When things go wrong, he doesn’t say, “I failed”.
When things seem to be spinning out of control, he knows that the one thing that he can control is how he reacts.
His identity is found, not in “what he does” but in “who he is”.
Who is he?
He is a son.
He is also a father – a father of his own children.
They have faith in him, and their faith give him strength.
They need him to be strong and so their need provides his strength.
He doesn’t have the luxury of coming unglued.
They need a protector, a provider, a teacher, so he does his best to be these things for them. His guidance and presence is a source of strength for them. Their love gives him strength even as his love gives them strength.
Our Heavenly Father is the perfect Father. Nothing shakes him.
He is calm, never frantic.
He is silent, always listening.
He is in control.
He doesn’t worry about our temper tantrums or minor sins.
He calls us out of them. He calls us to repent.
He calls us to reach our full potential.
He corrects us and disciplines us in the depths of our conscience, if we will only listen.
He loves us.
He created us out of nothing, for a purpose, to share his love and goodness with us.
When the world seems to be falling apart…
When we, like Jeremiah the prophet, can hear the whisperings of many: “Terror on every side!”…Let us remember who we are.
Jesus reminds us today who we are.
What does he say about the two sparrows?
“Not one of them falls to the ground without my Father’s knowledge.”
That’s not what he says.
“Not one of them falls to the ground without YOUR Father’s knowledge.”
We have the care of the Father who created the universe. Our Heavenly Father is a calming force, and he can have a powerful impact on us, his children, if we listen.
“Fear no one…What I say to you in the darkness, speak in the light. “What you hear whispered, proclaim on the housetops”
Darkness indicates the early morning or late evening, the time of silence and solitude when a father can be alone because the children are sleeping.

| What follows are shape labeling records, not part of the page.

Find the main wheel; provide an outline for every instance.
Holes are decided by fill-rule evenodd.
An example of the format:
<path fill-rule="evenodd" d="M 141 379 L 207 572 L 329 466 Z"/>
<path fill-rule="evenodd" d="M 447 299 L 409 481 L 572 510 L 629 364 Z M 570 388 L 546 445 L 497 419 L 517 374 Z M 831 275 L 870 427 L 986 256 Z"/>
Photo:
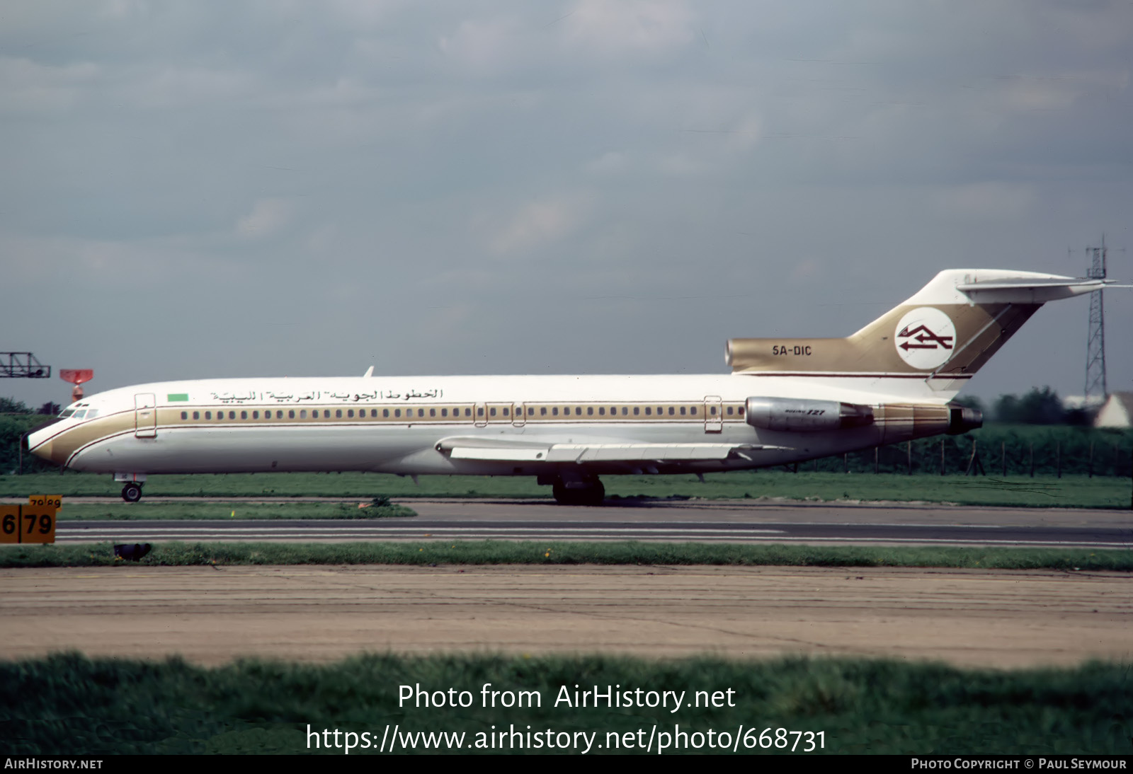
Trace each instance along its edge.
<path fill-rule="evenodd" d="M 588 481 L 586 487 L 568 489 L 562 481 L 555 481 L 551 485 L 551 493 L 554 494 L 559 505 L 602 505 L 606 498 L 606 488 L 597 479 Z"/>
<path fill-rule="evenodd" d="M 127 502 L 137 502 L 142 499 L 142 485 L 128 483 L 122 487 L 122 499 Z"/>
<path fill-rule="evenodd" d="M 606 499 L 606 488 L 597 479 L 586 489 L 578 490 L 580 496 L 579 505 L 602 505 Z"/>

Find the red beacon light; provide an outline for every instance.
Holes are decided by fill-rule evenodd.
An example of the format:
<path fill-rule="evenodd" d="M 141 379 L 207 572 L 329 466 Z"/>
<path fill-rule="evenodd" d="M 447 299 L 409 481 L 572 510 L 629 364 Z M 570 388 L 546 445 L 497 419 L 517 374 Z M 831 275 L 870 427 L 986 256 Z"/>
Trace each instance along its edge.
<path fill-rule="evenodd" d="M 84 381 L 90 381 L 94 378 L 93 368 L 61 368 L 59 369 L 59 378 L 63 381 L 69 381 L 75 385 L 75 389 L 71 390 L 71 403 L 83 399 L 83 388 L 79 387 Z"/>

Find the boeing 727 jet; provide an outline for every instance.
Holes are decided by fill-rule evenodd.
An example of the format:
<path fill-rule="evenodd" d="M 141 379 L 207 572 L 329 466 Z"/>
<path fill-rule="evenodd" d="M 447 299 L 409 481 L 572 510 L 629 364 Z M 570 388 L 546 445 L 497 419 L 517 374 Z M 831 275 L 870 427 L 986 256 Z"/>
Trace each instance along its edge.
<path fill-rule="evenodd" d="M 600 475 L 783 465 L 961 433 L 951 403 L 1048 301 L 1105 280 L 949 269 L 845 338 L 733 338 L 705 376 L 248 378 L 121 387 L 69 405 L 29 449 L 113 474 L 373 471 L 530 475 L 598 504 Z"/>

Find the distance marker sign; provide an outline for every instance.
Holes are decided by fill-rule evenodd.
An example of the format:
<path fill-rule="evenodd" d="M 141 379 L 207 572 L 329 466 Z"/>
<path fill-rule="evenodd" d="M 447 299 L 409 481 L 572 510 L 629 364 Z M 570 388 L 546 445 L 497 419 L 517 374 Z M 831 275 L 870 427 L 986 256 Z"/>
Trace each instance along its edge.
<path fill-rule="evenodd" d="M 58 494 L 32 494 L 28 505 L 0 506 L 0 544 L 56 542 Z"/>

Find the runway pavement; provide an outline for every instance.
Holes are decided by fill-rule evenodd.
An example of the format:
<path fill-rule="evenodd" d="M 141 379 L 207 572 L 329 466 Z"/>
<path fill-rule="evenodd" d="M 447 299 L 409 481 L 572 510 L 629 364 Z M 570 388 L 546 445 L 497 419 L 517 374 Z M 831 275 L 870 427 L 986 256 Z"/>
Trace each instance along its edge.
<path fill-rule="evenodd" d="M 261 501 L 261 500 L 257 500 Z M 293 502 L 293 498 L 279 501 Z M 600 507 L 539 500 L 404 500 L 382 519 L 61 521 L 59 542 L 641 540 L 811 544 L 1133 548 L 1119 510 L 938 505 L 642 501 Z"/>

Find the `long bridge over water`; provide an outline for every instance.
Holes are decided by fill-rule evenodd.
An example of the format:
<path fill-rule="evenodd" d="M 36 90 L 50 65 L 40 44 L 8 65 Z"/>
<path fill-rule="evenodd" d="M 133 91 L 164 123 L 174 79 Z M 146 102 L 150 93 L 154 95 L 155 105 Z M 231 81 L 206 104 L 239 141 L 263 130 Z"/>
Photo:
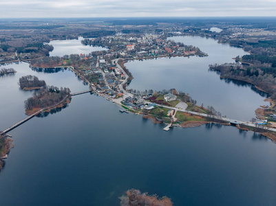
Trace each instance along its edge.
<path fill-rule="evenodd" d="M 72 94 L 71 94 L 71 96 L 78 95 L 80 95 L 80 94 L 83 94 L 83 93 L 89 93 L 89 92 L 90 92 L 90 91 L 92 91 L 92 90 L 87 90 L 87 91 L 80 91 L 80 92 L 76 92 L 76 93 L 72 93 Z M 0 135 L 3 135 L 3 134 L 7 133 L 8 132 L 9 132 L 9 131 L 13 130 L 13 129 L 15 128 L 16 127 L 19 126 L 19 125 L 23 124 L 24 122 L 27 122 L 28 120 L 29 120 L 29 119 L 32 119 L 32 117 L 34 117 L 34 116 L 37 115 L 38 114 L 39 114 L 39 113 L 41 113 L 42 111 L 45 111 L 45 110 L 47 110 L 47 109 L 48 109 L 48 108 L 52 108 L 52 107 L 54 107 L 54 106 L 56 106 L 60 104 L 61 103 L 63 102 L 66 100 L 66 98 L 67 98 L 67 97 L 68 97 L 68 96 L 66 96 L 62 101 L 61 101 L 60 102 L 59 102 L 59 103 L 57 103 L 57 104 L 54 104 L 54 105 L 53 105 L 53 106 L 49 106 L 49 107 L 47 107 L 47 108 L 42 108 L 42 109 L 41 109 L 40 111 L 39 111 L 34 113 L 34 114 L 32 114 L 32 115 L 30 115 L 30 116 L 28 116 L 28 117 L 25 117 L 25 119 L 22 119 L 21 121 L 19 121 L 19 122 L 14 124 L 14 125 L 10 126 L 9 128 L 8 128 L 7 129 L 3 130 L 2 132 L 0 131 Z"/>

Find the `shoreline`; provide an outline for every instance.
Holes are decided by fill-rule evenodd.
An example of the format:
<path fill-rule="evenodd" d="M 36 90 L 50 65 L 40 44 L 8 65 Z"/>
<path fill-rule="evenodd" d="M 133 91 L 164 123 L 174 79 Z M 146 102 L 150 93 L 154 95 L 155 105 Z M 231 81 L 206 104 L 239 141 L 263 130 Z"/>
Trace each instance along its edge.
<path fill-rule="evenodd" d="M 65 106 L 66 104 L 70 104 L 71 102 L 71 99 L 72 99 L 72 97 L 71 97 L 71 95 L 70 95 L 70 96 L 66 97 L 65 99 L 63 99 L 60 102 L 56 104 L 55 105 L 50 106 L 47 108 L 34 108 L 32 110 L 25 110 L 25 113 L 27 115 L 30 116 L 40 111 L 41 111 L 41 112 L 39 113 L 41 113 L 41 112 L 50 113 L 52 109 L 54 109 L 56 108 L 61 108 L 61 107 L 63 107 L 64 106 Z"/>

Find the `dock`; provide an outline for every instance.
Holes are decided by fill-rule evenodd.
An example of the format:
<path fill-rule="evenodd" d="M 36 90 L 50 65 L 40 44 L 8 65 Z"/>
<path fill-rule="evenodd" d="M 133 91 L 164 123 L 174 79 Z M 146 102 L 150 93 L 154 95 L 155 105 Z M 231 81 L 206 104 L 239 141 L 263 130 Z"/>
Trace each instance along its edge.
<path fill-rule="evenodd" d="M 171 123 L 170 124 L 169 124 L 168 126 L 167 126 L 164 128 L 163 128 L 163 130 L 165 131 L 168 131 L 168 130 L 169 130 L 169 128 L 171 126 Z"/>
<path fill-rule="evenodd" d="M 127 110 L 125 110 L 125 109 L 124 109 L 124 108 L 120 108 L 119 111 L 120 111 L 122 113 L 129 113 L 129 112 L 127 111 Z"/>
<path fill-rule="evenodd" d="M 8 154 L 6 154 L 5 156 L 1 157 L 0 159 L 7 159 L 7 158 L 8 158 Z"/>
<path fill-rule="evenodd" d="M 91 91 L 91 90 L 87 90 L 87 91 L 80 91 L 80 92 L 76 92 L 76 93 L 72 93 L 71 95 L 72 95 L 72 96 L 78 95 L 80 95 L 80 94 L 85 93 L 89 93 L 89 92 L 90 92 L 90 91 Z"/>

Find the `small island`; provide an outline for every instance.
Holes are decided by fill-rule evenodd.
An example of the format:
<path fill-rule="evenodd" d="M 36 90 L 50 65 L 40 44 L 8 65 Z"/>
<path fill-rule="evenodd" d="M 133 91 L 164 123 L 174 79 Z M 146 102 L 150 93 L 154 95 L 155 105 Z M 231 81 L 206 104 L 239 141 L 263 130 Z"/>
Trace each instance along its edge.
<path fill-rule="evenodd" d="M 0 131 L 0 170 L 3 165 L 3 159 L 7 158 L 7 153 L 14 146 L 12 139 L 8 138 L 8 135 Z"/>
<path fill-rule="evenodd" d="M 35 91 L 32 97 L 25 101 L 25 113 L 32 115 L 41 109 L 50 111 L 52 108 L 63 106 L 70 100 L 69 88 L 43 87 L 39 91 Z"/>
<path fill-rule="evenodd" d="M 159 198 L 157 195 L 148 195 L 147 192 L 141 193 L 138 190 L 129 190 L 125 195 L 119 198 L 121 206 L 173 206 L 171 200 L 163 196 Z"/>
<path fill-rule="evenodd" d="M 20 89 L 23 90 L 34 90 L 46 86 L 46 82 L 44 80 L 39 80 L 37 76 L 28 75 L 19 78 L 19 84 Z"/>
<path fill-rule="evenodd" d="M 13 68 L 3 68 L 0 69 L 0 76 L 4 76 L 6 74 L 10 74 L 10 73 L 16 73 L 17 71 L 14 70 Z"/>

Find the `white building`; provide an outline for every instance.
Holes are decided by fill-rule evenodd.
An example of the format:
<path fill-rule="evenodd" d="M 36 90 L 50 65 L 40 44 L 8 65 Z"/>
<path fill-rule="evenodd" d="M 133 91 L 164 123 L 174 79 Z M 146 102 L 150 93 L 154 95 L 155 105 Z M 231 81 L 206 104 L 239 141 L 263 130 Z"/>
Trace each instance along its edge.
<path fill-rule="evenodd" d="M 166 102 L 176 100 L 177 98 L 178 97 L 176 95 L 173 95 L 172 93 L 167 93 L 167 95 L 164 95 L 164 99 Z"/>

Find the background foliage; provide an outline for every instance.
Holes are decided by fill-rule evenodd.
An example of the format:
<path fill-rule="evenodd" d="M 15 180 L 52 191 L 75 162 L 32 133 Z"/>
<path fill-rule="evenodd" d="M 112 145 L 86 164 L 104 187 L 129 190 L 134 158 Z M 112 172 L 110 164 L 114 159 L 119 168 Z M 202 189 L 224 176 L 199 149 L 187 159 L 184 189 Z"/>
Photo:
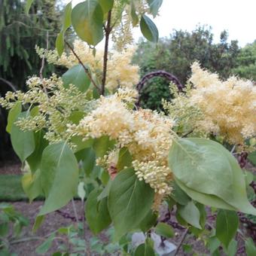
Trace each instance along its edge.
<path fill-rule="evenodd" d="M 190 65 L 196 60 L 227 78 L 238 66 L 238 41 L 229 43 L 227 31 L 222 32 L 218 43 L 213 41 L 213 36 L 210 27 L 198 26 L 191 32 L 174 31 L 169 38 L 160 39 L 157 46 L 141 41 L 134 62 L 139 65 L 142 76 L 163 69 L 175 75 L 183 84 L 190 75 Z M 143 91 L 142 105 L 161 109 L 161 99 L 168 99 L 169 95 L 169 81 L 154 78 Z"/>

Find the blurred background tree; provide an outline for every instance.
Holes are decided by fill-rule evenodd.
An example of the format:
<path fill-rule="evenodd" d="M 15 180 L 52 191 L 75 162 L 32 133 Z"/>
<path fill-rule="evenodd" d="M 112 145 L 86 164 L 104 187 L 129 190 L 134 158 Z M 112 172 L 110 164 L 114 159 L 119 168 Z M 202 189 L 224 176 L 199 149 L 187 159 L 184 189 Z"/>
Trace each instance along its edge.
<path fill-rule="evenodd" d="M 56 2 L 37 0 L 26 15 L 24 1 L 0 0 L 0 96 L 14 89 L 25 90 L 27 77 L 38 74 L 41 61 L 35 53 L 35 44 L 46 47 L 47 39 L 49 48 L 54 47 L 60 26 Z M 47 65 L 44 74 L 53 69 Z M 5 133 L 6 119 L 7 113 L 0 108 L 0 160 L 12 155 Z"/>
<path fill-rule="evenodd" d="M 227 78 L 237 66 L 240 52 L 238 41 L 228 43 L 227 39 L 228 34 L 224 31 L 220 41 L 214 43 L 213 34 L 208 26 L 198 26 L 191 32 L 174 31 L 169 38 L 160 39 L 157 46 L 141 41 L 133 61 L 139 65 L 142 77 L 163 69 L 175 75 L 184 84 L 190 75 L 191 63 L 197 60 L 203 67 Z M 169 81 L 153 78 L 143 90 L 142 106 L 160 110 L 162 98 L 170 98 Z"/>
<path fill-rule="evenodd" d="M 242 48 L 237 56 L 237 67 L 232 72 L 256 81 L 256 41 Z"/>

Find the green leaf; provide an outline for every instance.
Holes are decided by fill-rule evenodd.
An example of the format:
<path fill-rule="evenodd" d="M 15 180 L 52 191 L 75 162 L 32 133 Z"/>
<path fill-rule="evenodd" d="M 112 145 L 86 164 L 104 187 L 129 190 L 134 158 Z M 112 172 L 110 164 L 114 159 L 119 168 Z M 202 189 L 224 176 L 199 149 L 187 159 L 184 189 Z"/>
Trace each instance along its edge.
<path fill-rule="evenodd" d="M 202 229 L 200 224 L 200 213 L 192 201 L 188 202 L 186 206 L 179 206 L 178 212 L 187 223 L 198 229 Z"/>
<path fill-rule="evenodd" d="M 78 183 L 78 166 L 72 150 L 60 142 L 44 150 L 41 172 L 46 200 L 39 215 L 66 206 L 74 197 Z"/>
<path fill-rule="evenodd" d="M 133 26 L 136 26 L 139 23 L 139 17 L 135 9 L 134 0 L 131 1 L 131 17 L 133 20 Z"/>
<path fill-rule="evenodd" d="M 98 0 L 104 14 L 108 12 L 113 8 L 114 0 Z"/>
<path fill-rule="evenodd" d="M 89 176 L 93 172 L 96 163 L 95 152 L 92 148 L 85 148 L 84 150 L 84 157 L 83 159 L 83 167 L 85 174 Z"/>
<path fill-rule="evenodd" d="M 96 46 L 103 38 L 103 12 L 96 0 L 77 5 L 72 12 L 72 22 L 81 39 Z"/>
<path fill-rule="evenodd" d="M 139 228 L 142 232 L 148 231 L 157 223 L 158 215 L 151 209 L 148 212 L 139 224 Z"/>
<path fill-rule="evenodd" d="M 119 151 L 117 169 L 118 171 L 126 167 L 132 166 L 133 158 L 127 148 L 122 148 Z"/>
<path fill-rule="evenodd" d="M 48 251 L 54 240 L 55 233 L 52 233 L 41 245 L 39 245 L 35 251 L 39 254 L 44 254 Z"/>
<path fill-rule="evenodd" d="M 217 215 L 216 236 L 227 248 L 236 233 L 239 222 L 235 212 L 220 210 Z"/>
<path fill-rule="evenodd" d="M 210 250 L 211 255 L 218 250 L 221 245 L 221 242 L 216 236 L 212 236 L 208 239 L 207 248 Z"/>
<path fill-rule="evenodd" d="M 82 93 L 88 90 L 90 84 L 90 80 L 81 64 L 72 66 L 64 73 L 62 81 L 64 87 L 68 88 L 69 84 L 74 84 Z"/>
<path fill-rule="evenodd" d="M 30 203 L 43 194 L 40 175 L 41 172 L 38 169 L 34 174 L 32 172 L 25 173 L 22 178 L 23 188 Z"/>
<path fill-rule="evenodd" d="M 155 232 L 160 236 L 171 238 L 174 236 L 174 230 L 170 225 L 163 222 L 159 222 L 155 227 Z"/>
<path fill-rule="evenodd" d="M 172 185 L 173 190 L 171 197 L 174 199 L 180 205 L 185 206 L 191 199 L 181 189 L 176 182 L 173 182 Z"/>
<path fill-rule="evenodd" d="M 193 200 L 200 202 L 206 206 L 210 206 L 215 208 L 225 209 L 227 210 L 236 210 L 236 208 L 227 203 L 221 199 L 207 194 L 203 194 L 194 190 L 186 186 L 184 186 L 181 182 L 180 182 L 177 178 L 175 182 L 178 186 L 185 191 Z"/>
<path fill-rule="evenodd" d="M 26 5 L 25 5 L 25 13 L 26 15 L 29 14 L 29 9 L 33 2 L 34 0 L 26 0 Z"/>
<path fill-rule="evenodd" d="M 247 199 L 242 171 L 219 143 L 181 139 L 171 147 L 169 165 L 178 186 L 192 199 L 213 207 L 256 215 Z"/>
<path fill-rule="evenodd" d="M 97 200 L 100 201 L 102 200 L 103 198 L 105 197 L 108 197 L 108 194 L 109 194 L 109 190 L 110 190 L 110 187 L 111 185 L 111 182 L 112 180 L 109 179 L 108 182 L 107 184 L 107 185 L 104 187 L 102 192 L 99 195 L 99 197 L 97 197 Z"/>
<path fill-rule="evenodd" d="M 248 159 L 252 164 L 256 166 L 256 151 L 250 153 L 248 156 Z"/>
<path fill-rule="evenodd" d="M 17 120 L 18 115 L 21 112 L 21 103 L 17 102 L 14 106 L 10 110 L 8 114 L 6 131 L 11 133 L 11 127 Z"/>
<path fill-rule="evenodd" d="M 34 152 L 26 159 L 32 172 L 40 168 L 43 151 L 48 145 L 48 142 L 44 138 L 44 133 L 43 130 L 34 133 L 34 135 L 35 148 Z"/>
<path fill-rule="evenodd" d="M 235 256 L 236 255 L 236 251 L 237 242 L 235 239 L 233 239 L 228 245 L 227 254 L 228 256 Z"/>
<path fill-rule="evenodd" d="M 98 201 L 102 190 L 96 188 L 90 192 L 85 206 L 85 216 L 90 229 L 96 235 L 109 226 L 111 220 L 108 209 L 108 199 Z"/>
<path fill-rule="evenodd" d="M 88 139 L 84 142 L 83 138 L 78 136 L 72 137 L 71 142 L 75 144 L 75 153 L 77 153 L 78 154 L 81 153 L 83 149 L 92 147 L 94 143 L 94 140 L 93 139 Z"/>
<path fill-rule="evenodd" d="M 27 114 L 29 114 L 27 112 L 22 112 L 17 116 L 17 120 L 25 117 Z M 11 141 L 15 153 L 22 162 L 34 152 L 35 145 L 32 131 L 23 132 L 14 123 L 11 131 Z"/>
<path fill-rule="evenodd" d="M 245 241 L 245 249 L 247 256 L 256 255 L 256 246 L 251 237 Z"/>
<path fill-rule="evenodd" d="M 163 0 L 147 0 L 151 13 L 155 17 L 158 13 L 159 8 L 163 4 Z"/>
<path fill-rule="evenodd" d="M 198 236 L 200 233 L 202 233 L 204 231 L 204 227 L 205 227 L 206 221 L 206 212 L 204 205 L 202 205 L 200 203 L 197 203 L 196 206 L 198 209 L 200 214 L 200 219 L 199 223 L 200 224 L 202 229 L 200 230 L 197 227 L 191 227 L 190 228 L 190 231 L 193 233 L 195 236 Z"/>
<path fill-rule="evenodd" d="M 146 15 L 141 18 L 140 28 L 142 35 L 148 41 L 157 43 L 158 41 L 158 30 L 154 22 Z"/>
<path fill-rule="evenodd" d="M 114 140 L 110 140 L 107 136 L 96 139 L 93 144 L 93 149 L 97 157 L 102 157 L 107 151 L 109 151 L 115 145 Z"/>
<path fill-rule="evenodd" d="M 139 181 L 134 169 L 120 172 L 111 183 L 108 209 L 117 236 L 139 227 L 153 203 L 154 190 Z"/>

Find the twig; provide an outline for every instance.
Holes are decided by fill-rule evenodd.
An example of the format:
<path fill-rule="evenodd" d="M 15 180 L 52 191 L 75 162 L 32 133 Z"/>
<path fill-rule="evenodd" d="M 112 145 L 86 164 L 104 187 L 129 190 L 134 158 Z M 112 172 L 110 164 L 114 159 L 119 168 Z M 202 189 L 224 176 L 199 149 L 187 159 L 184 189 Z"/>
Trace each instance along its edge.
<path fill-rule="evenodd" d="M 20 242 L 32 241 L 32 240 L 44 240 L 44 239 L 40 236 L 26 237 L 26 238 L 21 238 L 20 239 L 11 241 L 10 244 L 14 245 L 15 243 L 20 243 Z"/>
<path fill-rule="evenodd" d="M 8 86 L 9 86 L 14 92 L 17 91 L 14 85 L 12 84 L 10 81 L 7 81 L 4 78 L 0 78 L 0 81 L 3 81 L 5 84 L 6 84 Z"/>
<path fill-rule="evenodd" d="M 193 132 L 194 132 L 193 130 L 190 130 L 190 131 L 187 132 L 187 133 L 184 133 L 184 135 L 182 135 L 181 138 L 187 137 L 188 135 L 190 135 L 190 134 L 192 133 Z"/>
<path fill-rule="evenodd" d="M 77 58 L 77 59 L 78 60 L 79 63 L 82 66 L 85 73 L 88 75 L 89 79 L 90 80 L 90 81 L 93 83 L 93 86 L 98 90 L 99 93 L 100 93 L 100 89 L 99 88 L 99 87 L 97 86 L 97 84 L 96 84 L 96 82 L 94 81 L 94 80 L 93 79 L 89 69 L 84 65 L 84 63 L 82 62 L 82 61 L 81 60 L 81 59 L 79 58 L 79 56 L 78 56 L 78 54 L 75 53 L 75 51 L 74 50 L 74 49 L 72 48 L 72 47 L 67 42 L 66 40 L 64 40 L 65 44 L 68 46 L 68 47 L 70 49 L 70 50 L 73 53 L 73 54 L 75 55 L 75 56 Z"/>
<path fill-rule="evenodd" d="M 182 91 L 184 89 L 184 85 L 178 81 L 178 79 L 173 75 L 171 73 L 168 73 L 164 70 L 158 70 L 158 71 L 155 71 L 151 73 L 148 73 L 147 75 L 145 75 L 139 82 L 139 84 L 136 85 L 136 89 L 139 91 L 139 96 L 141 95 L 141 93 L 142 91 L 142 89 L 145 87 L 145 84 L 147 83 L 147 81 L 150 79 L 152 79 L 153 78 L 156 78 L 156 77 L 162 77 L 164 78 L 167 80 L 169 80 L 169 81 L 174 83 L 175 84 L 176 84 L 178 89 L 179 91 Z M 140 96 L 139 96 L 139 100 L 137 101 L 137 102 L 136 103 L 137 107 L 139 107 L 140 105 Z"/>
<path fill-rule="evenodd" d="M 46 32 L 46 51 L 48 50 L 48 47 L 49 47 L 49 31 L 47 30 Z M 44 69 L 44 64 L 45 64 L 45 52 L 41 59 L 41 68 L 40 68 L 40 72 L 39 72 L 39 77 L 41 81 L 43 81 L 44 80 L 43 72 Z"/>
<path fill-rule="evenodd" d="M 178 243 L 178 246 L 177 246 L 177 248 L 176 248 L 176 251 L 174 254 L 174 256 L 176 256 L 178 255 L 178 252 L 179 251 L 179 249 L 181 248 L 181 245 L 182 245 L 182 243 L 184 242 L 184 240 L 186 238 L 186 236 L 187 234 L 187 232 L 188 232 L 188 227 L 186 229 L 186 230 L 184 232 L 183 235 L 182 235 L 182 237 L 181 237 L 181 239 L 180 241 L 180 242 Z"/>
<path fill-rule="evenodd" d="M 77 223 L 78 223 L 79 220 L 78 220 L 78 212 L 77 212 L 77 209 L 75 207 L 75 201 L 73 198 L 72 198 L 72 207 L 73 207 L 73 210 L 75 213 L 75 221 L 77 221 Z"/>
<path fill-rule="evenodd" d="M 101 94 L 104 95 L 105 93 L 105 81 L 107 76 L 107 67 L 108 67 L 108 41 L 109 41 L 109 35 L 111 32 L 111 11 L 108 11 L 108 20 L 107 25 L 105 26 L 105 49 L 104 49 L 104 57 L 103 57 L 103 75 L 102 75 L 102 91 Z"/>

It is then that the voice of God can be heard,
that tiny whispering sound that speaks
in the depths of a heart
that makes time to pray in silence and solitude,
the voice that whispers:
“You are my son. I love you. It is enough. I will see you through this.”
We need silence today more than ever.
We need this silence because we need to hear God’s voice.
We need to be reminded who we are so that we can become who we are called to be.
We need to hear what God has to say so that we know what to say.
In the silence, we sense God’s care for us. In the silence, we hear God speak. God is in the silence.
Next week, I will be on a silent retreat. I’ve been preparing for it by reading a book called “The Power of Silence” by Cardinal Robert Sarah. Prior to becoming a cardinal, Sarah served for twenty years an Archbishop in Guinea, Africa, under a violent, authoritarian Marxist regime, where the dictator had his name on a death list.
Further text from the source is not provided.